Cette différence se manifeste également dans le traitement des deux groupes de réfugiés : la communauté internationale n’a rien versé aux réfugiés juifs et ne les a jamais mentionnés mais elle continue de verser des milliards à la troisième génération de « réfugiés » arabes.

A.J.: L’abnégation, la résilience, et les efforts consacrés presque exclusivement à l’intégration ont finalement poussé les Juifs des pays arabes à ne rien réclamer, après avoir été chassés de leur terre natale. Etait-ce une erreur ?

 B.Y. : Non, ils ne pouvaient faire autrement. N’oublions pas que cet exode commencé en 1945 suivit de très près la Shoah, un génocide qui traumatisa l’ensemble du peuple juif, rassembla toutes ses forces de survie et domina pendant des décennies toute sa pensée. L’autre pôle fut le jeune Etat d’Israël sorti victorieux de la guerre d’extermination arabe et qui, malgré la permanence du terrorisme arabe et palestinien, s’engageait dans l’entreprise gigantesque de sa restauration.

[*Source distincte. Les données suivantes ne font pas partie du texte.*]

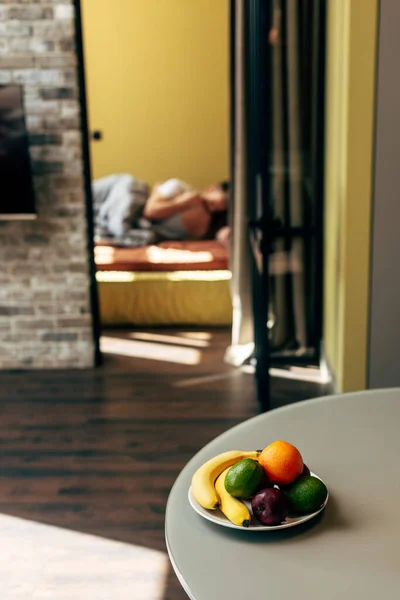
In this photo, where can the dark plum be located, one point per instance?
(270, 506)
(305, 473)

WOJAC fut créée en novembre 1975, mais les gouvernements travaillistes israéliens ne cessèrent de s’opposer à ses activités et même à la saboter.


« Les réfugiés juifs des pays arabes sont différents des réfugiés arabes de Palestine »

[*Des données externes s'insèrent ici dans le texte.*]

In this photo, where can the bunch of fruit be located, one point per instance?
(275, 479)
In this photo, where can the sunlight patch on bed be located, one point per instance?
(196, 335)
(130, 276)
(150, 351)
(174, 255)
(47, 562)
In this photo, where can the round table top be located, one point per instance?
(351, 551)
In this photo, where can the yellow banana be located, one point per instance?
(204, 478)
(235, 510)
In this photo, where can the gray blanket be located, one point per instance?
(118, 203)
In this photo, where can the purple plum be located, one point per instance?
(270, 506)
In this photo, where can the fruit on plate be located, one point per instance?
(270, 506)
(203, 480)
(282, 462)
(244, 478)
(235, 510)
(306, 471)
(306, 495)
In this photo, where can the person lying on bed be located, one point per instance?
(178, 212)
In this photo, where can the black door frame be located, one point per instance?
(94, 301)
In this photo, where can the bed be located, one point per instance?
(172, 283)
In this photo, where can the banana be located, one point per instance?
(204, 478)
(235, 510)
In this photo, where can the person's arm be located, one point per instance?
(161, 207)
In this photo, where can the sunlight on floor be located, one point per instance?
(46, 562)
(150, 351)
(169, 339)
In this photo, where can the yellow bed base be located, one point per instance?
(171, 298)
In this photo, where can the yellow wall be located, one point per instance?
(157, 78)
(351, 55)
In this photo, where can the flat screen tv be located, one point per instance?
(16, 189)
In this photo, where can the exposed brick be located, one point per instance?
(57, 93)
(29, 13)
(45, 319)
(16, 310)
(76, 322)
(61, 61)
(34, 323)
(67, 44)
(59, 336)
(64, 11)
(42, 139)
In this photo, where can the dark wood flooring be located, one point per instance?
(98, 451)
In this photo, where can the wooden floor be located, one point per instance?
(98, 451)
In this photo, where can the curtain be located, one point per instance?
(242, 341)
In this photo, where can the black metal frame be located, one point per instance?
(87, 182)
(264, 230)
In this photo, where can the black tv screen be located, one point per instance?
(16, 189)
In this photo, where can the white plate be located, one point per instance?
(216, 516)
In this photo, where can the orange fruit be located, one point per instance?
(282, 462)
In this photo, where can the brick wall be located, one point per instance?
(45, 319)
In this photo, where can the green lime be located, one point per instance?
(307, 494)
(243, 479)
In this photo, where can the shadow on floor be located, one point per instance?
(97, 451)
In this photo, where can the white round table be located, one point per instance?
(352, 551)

A.J.: La situation des Chrétiens d’Orient peut-elle mettre en lumière ce qu’ont vécu les Juifs en Terre d’Islam ?

B.Y. : Les Chrétiens qui vivent aujourd’hui dans l’Etat islamique illustrent parfaitement la condition vécue par les juifs et les chrétiens dans les pays musulmans durant plus d’un millénaire. Ces pays appliquaient la charia exactement comme le fait l’EI maintenant. Ces lois ancrées dans la théologie remontent aux premiers siècles de l’islam. Après le chaos et les massacres des conquêtes jihadistes, elles imposèrent un ordre légal gouvernemental.

Au XIXe siècle l’Europe réussit à en alléger les aspects les plus éprouvants dans l’Empire ottoman. Dans d’autres pays la charia fut abolie par la colonisation et ailleurs elle se maintint jusqu’à récemment. Au Maroc avant la conquête française, on crucifiait et on coupait la tête des ennemis.

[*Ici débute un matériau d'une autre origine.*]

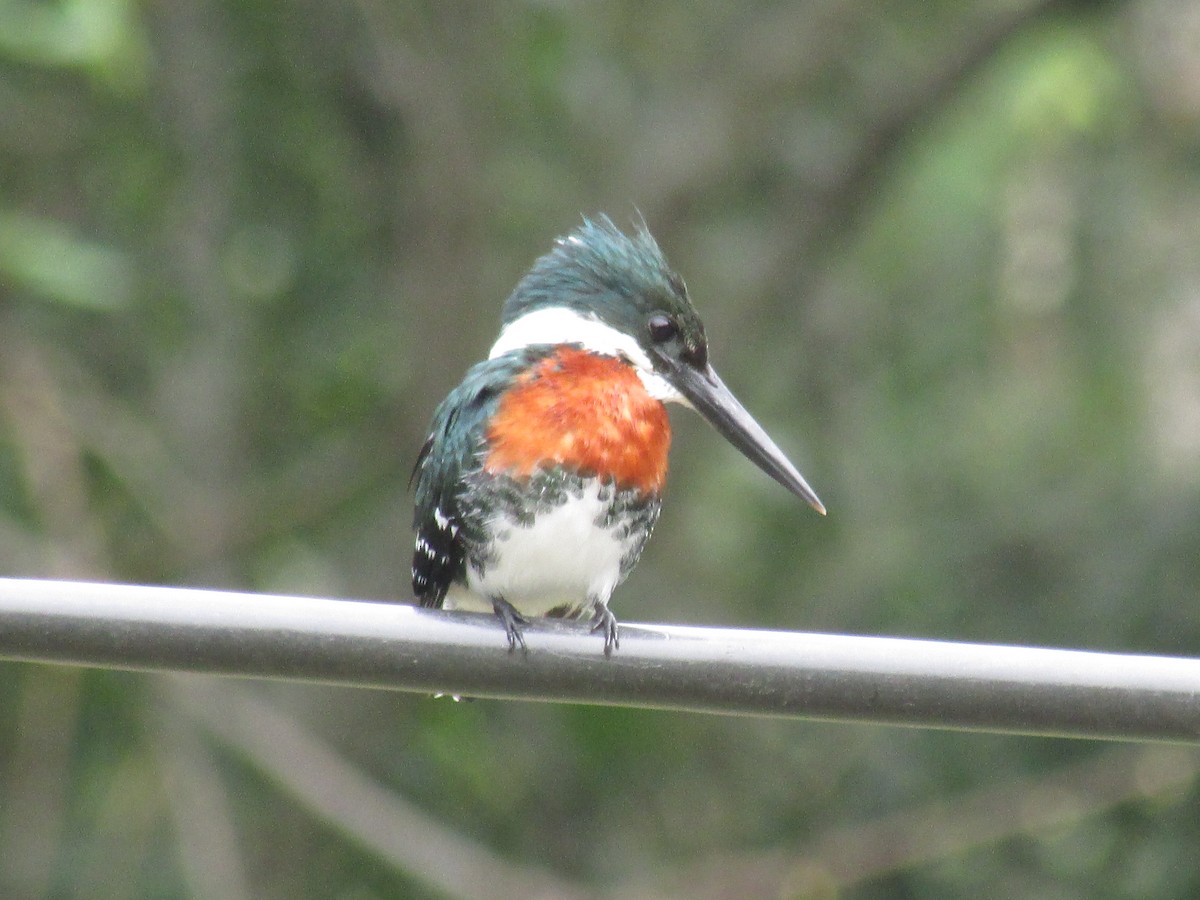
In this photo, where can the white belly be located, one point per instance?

A.J.: Vous avez établi le concept de « dhimmitude », l’attitude servile adoptée par les minorités installées en pays arabe. Comment cette attitude peut-elle évoluer ? L’action militaire contre l’Etat islamique peut-elle faire changer les choses ?

B.Y. : Le concept de dhimmitude tel que je l’ai créé définit aussi les processus qui transformèrent dans des temps variables des peuples indigènes majoritaires en minorités vulnérables dans leurs propres pays islamisés. Ce logiciel est celui du jihad émanant d’une théologie militaire qui, après la conquête, impose aux vaincus le système de la dhimmitude inscrit dans la charia. Jihad et dhimmitude sont les deux faces d’un même processus d’islamisation. Je l’ai étudié dans le contexte de l’islamisation des grandes civilisations chrétiennes méditerranéennes, mais on peut le reconnaître en Asie et en Afrique.

La servilité des communautés minoritaires provient de leur vulnérabilité et s’accompagne souvent de mimétisme. C’est ainsi que les chrétiens militant dans le nationalisme arabe devinrent plus arabes que les Arabes bien que ce mouvement détruisit leur identité, et plus judéophobes, antisionistes et anti-occidentaux que les musulmans. J’ai appelé syndrome dhimmi ce comportement de communautés otages et vulnérables qui, traumatisées par la terreur, s’identifient à leurs oppresseurs. Je ne vois qu’une façon de lutter contre le jihadisme et la dhimmitude : c’est de les connaître et de les exposer.